Terminada la travesía, llegaron a tierra en Genesaret y atracaron.
Fue una travesía dramática. Los discípulos nunca la olvidarán: el fuerte oleaje, la oscuridad de la noche, el pánico que se apoderó de ellos, los gritos de espanto ante el fantasma que se les acercaba… Y luego, la tranquilidad total, exterior e interior, como resultado de las palabras de aquel fantasma: ¡Ánimo! Soy yo, no temáis. Naturalmente, los discípulos pisan tierra firme estupefactos. Y van a contemplar la actividad de Jesús con silencio reverente.
Recorrieron toda aquella región y comenzaron a traer a los enfermos en camillas adonde oían que estaba Él… Y cuantos tocaron la orla de su manto quedaban salvados.
Recorrieron. Jesús dice de sí mismo: Yo soy el Camino. Pero es que, además, parece que el hogar de Jesús es el camino. El Papa Francisco dice que Jesús se encuentra siempre en itinerancia no solo física, sino también mental y cordial, porque está siempre abierto a la realidad y a los gozos y sufrimientos de la gente.
Dondequiera que entraba, colocaban a los enfermos en las plazas y le pedían que tocaran siquiera la orla de su manto.
Es en la enfermedad donde apreciamos claramente la fragilidad humana. A Jesús le vemos con frecuencia rodeado de enfermos; como que siente especial predilección por acercarse a las personas en el momento de la enfermedad.
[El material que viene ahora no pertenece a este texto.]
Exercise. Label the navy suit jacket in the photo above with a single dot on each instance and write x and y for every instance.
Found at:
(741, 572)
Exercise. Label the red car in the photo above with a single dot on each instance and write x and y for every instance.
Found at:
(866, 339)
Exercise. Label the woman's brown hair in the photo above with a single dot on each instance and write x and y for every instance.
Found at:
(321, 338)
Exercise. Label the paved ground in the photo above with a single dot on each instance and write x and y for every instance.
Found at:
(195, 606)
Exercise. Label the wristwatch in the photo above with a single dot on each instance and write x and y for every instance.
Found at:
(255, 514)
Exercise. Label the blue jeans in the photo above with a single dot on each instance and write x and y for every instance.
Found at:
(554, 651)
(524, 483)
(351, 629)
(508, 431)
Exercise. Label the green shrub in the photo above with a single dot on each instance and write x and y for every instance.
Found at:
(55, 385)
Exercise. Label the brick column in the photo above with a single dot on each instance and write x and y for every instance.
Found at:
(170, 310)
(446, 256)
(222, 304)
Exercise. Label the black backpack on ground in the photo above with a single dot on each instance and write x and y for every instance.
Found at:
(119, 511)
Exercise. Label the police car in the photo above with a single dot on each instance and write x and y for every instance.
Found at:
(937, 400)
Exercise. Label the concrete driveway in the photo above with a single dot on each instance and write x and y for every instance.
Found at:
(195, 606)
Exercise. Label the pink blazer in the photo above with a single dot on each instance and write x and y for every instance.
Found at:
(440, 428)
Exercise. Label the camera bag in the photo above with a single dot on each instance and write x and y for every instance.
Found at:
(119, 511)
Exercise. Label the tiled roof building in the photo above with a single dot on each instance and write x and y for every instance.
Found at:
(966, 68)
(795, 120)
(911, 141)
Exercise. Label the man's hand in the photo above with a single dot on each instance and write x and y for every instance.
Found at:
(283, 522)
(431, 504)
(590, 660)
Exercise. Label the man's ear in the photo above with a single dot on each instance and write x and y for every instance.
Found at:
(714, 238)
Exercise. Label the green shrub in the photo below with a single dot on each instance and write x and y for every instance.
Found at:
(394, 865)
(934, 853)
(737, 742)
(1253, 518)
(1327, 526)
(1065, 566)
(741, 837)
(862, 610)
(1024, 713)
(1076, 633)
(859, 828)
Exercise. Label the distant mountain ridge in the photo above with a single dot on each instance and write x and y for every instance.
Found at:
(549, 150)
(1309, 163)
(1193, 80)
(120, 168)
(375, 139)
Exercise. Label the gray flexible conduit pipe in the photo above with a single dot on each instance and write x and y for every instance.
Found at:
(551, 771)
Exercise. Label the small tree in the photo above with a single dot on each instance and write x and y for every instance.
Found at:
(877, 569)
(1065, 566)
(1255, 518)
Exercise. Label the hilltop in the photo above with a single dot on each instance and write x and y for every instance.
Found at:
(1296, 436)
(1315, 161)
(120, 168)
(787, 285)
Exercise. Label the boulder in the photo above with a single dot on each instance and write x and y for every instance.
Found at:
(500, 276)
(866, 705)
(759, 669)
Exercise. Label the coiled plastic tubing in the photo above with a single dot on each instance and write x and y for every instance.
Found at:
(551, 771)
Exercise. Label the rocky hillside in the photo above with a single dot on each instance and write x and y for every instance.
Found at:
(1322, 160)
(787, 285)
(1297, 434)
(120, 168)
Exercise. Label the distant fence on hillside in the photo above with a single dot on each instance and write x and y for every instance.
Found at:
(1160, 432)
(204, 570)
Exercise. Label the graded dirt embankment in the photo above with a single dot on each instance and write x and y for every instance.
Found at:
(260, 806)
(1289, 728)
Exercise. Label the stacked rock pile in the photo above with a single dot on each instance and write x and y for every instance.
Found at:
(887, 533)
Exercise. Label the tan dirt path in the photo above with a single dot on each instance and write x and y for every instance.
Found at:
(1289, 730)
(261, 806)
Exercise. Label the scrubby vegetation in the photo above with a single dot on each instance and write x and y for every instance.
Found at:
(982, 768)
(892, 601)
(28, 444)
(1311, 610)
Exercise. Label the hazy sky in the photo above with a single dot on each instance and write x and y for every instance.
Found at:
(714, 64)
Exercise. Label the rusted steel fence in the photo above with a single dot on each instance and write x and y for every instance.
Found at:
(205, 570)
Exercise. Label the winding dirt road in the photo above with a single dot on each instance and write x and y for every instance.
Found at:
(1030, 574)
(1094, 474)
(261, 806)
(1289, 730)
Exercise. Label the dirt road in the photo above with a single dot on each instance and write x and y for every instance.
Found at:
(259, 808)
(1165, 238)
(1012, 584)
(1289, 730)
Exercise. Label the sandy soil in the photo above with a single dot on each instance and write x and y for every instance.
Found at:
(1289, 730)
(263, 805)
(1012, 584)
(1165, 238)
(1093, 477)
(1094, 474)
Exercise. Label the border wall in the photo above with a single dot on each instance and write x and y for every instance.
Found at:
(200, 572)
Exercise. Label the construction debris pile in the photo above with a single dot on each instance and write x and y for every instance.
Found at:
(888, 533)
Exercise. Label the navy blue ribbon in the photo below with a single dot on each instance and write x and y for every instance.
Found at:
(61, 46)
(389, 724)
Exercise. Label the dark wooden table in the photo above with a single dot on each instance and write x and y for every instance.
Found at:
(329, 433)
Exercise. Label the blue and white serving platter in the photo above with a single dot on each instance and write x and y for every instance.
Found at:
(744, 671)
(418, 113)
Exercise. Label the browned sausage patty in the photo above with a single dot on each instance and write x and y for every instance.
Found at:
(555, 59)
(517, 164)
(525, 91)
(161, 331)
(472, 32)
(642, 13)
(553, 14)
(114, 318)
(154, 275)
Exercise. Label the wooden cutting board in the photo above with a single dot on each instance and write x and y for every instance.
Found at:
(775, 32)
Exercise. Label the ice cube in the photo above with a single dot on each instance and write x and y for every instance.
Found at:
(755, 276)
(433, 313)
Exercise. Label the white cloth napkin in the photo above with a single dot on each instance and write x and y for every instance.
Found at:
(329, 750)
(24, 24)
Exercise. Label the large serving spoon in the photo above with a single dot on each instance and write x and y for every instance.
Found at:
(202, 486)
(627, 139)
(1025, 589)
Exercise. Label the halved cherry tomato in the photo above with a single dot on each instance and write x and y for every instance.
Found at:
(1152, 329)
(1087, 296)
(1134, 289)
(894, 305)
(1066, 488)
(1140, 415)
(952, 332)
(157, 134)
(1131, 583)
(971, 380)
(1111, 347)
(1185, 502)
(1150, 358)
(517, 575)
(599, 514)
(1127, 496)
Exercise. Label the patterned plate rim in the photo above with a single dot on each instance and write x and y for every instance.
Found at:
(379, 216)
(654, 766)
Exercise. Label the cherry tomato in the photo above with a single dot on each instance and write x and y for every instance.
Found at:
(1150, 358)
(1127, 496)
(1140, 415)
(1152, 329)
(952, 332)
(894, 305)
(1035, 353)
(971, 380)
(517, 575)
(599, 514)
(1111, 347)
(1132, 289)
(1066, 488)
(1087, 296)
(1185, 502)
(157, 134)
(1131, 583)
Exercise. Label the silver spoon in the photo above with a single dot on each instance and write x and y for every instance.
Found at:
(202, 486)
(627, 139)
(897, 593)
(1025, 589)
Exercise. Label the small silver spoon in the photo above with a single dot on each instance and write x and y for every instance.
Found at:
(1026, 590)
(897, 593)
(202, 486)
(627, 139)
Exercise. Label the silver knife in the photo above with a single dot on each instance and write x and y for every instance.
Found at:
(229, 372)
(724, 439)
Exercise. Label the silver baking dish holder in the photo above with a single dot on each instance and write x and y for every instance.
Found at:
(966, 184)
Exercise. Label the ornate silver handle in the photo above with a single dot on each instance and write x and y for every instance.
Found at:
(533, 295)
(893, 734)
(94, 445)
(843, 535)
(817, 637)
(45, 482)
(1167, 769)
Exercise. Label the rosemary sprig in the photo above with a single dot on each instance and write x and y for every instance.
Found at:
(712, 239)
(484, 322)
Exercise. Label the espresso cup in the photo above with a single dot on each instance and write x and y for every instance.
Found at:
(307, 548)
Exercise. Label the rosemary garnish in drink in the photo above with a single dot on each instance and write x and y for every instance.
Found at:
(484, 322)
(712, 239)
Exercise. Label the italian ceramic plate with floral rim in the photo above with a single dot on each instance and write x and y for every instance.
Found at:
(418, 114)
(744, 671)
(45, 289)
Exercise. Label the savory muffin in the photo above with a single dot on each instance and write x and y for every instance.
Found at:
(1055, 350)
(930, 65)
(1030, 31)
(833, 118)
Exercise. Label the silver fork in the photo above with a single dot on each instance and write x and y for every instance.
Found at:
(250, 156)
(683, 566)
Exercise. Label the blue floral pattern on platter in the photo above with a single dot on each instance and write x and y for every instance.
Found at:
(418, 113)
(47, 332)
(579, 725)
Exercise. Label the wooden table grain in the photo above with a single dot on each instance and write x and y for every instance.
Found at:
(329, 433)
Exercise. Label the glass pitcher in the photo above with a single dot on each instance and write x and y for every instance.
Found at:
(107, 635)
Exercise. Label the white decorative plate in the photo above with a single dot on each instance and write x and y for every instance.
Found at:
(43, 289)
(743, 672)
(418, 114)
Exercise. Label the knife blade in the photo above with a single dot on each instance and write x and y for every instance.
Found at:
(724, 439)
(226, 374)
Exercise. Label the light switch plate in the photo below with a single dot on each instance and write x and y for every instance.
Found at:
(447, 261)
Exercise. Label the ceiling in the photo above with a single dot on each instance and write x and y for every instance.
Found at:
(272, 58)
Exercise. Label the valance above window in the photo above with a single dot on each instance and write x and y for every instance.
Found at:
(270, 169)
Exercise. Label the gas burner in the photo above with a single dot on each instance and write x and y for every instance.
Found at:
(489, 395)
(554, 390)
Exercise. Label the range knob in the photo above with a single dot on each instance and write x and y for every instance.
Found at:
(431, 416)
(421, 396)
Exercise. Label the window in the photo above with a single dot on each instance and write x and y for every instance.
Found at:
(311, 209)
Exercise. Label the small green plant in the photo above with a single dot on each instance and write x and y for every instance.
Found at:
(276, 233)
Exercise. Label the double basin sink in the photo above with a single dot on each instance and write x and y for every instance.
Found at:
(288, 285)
Le gusta, incluso, tocarlas.
Contemplando al Jesús de los enfermos, podemos preguntarnos si también nosotros nos acercamos a ellos como Él. Si, como Jesús, entendemos que la persona que sufre es una persona que piensa, ajena a superficialidades Y si, aunque no disponemos de la fuerza sanadora de Jesús, creemos que con la orla de nuestro pobre manto podemos transmitir consuelo, paz y esperanza.